There are several questions that I believe need to be raised about the YPDP, given the known prior risks associated with programmes of such a kind.

First, before it was undertaken, did the proposal to carry out the programme go before a Department of Health ethics committee?

Second, were the young persons who took part in it and their parents advised beforehand of the risks of their participating in it, and were they given opportunity to opt out of it, should they have judged the risks unacceptably high?

Should it turn out that the project did not go beforehand before a Department of Health ethics committee, and should the young persons who took part in it and their parents not have been advised beforehand of the known risks of their taking part in it and the opportunity to opt out of it, then it seems to be that the girls who got pregnant during it would have a good case in law against the government for contributory negligence and damages for all the disadvantages that they were counselled to expect to incur as a result of getting pregnant  young.

Word should quickly go out to Vicky Pollard and her friends to be on the look-out for perambulator chasers and that sometimes the law can be of help!

2 comments on “Advice to Vicky Pollard and Friends: Be on the Look-Out for Perambulator Chasers, Sometimes the Law Can Be of Assistance”

  1. “especially selected for their equal vulnerability”… Therein lies the problem. Lord help us when Civitas are falling for it…

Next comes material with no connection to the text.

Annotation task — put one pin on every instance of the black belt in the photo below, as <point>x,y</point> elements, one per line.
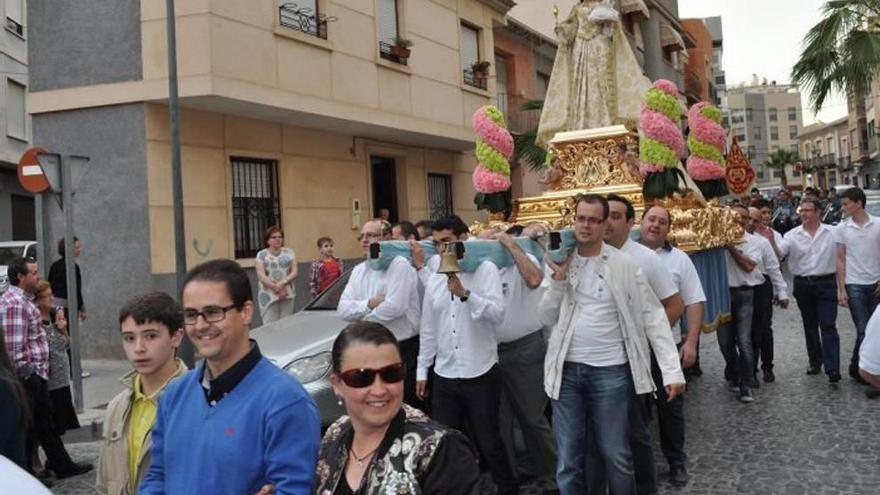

    “Vulnerability” is a word which refers to people susceptible to a risk outside their control.

    When no such external factor exists, but people act consciously and perniciously to bring about their downfall, let us return the word “irresponsible” into common parlance; when they risk the downfall of children, how about plain old “disgraceful”?

    Some mystical new brain virus has not appeared, to which only 16 year old girls in the UK are “vulnerable”. What has appeared, though, is that many people have been allowed legally and even socially to disassociate from their actions and the implications.

    As for Harman, she lends Labour the same mix of vindictiveness and sentimentality as possessed by the BNP: A scapegoat and a made-up victim-group, serving to further personal position.

  2. What can this women not dissemble? And I must protest your unkindness to Pontius Pilate! Harriet Harman is more likely Lady Macbeth.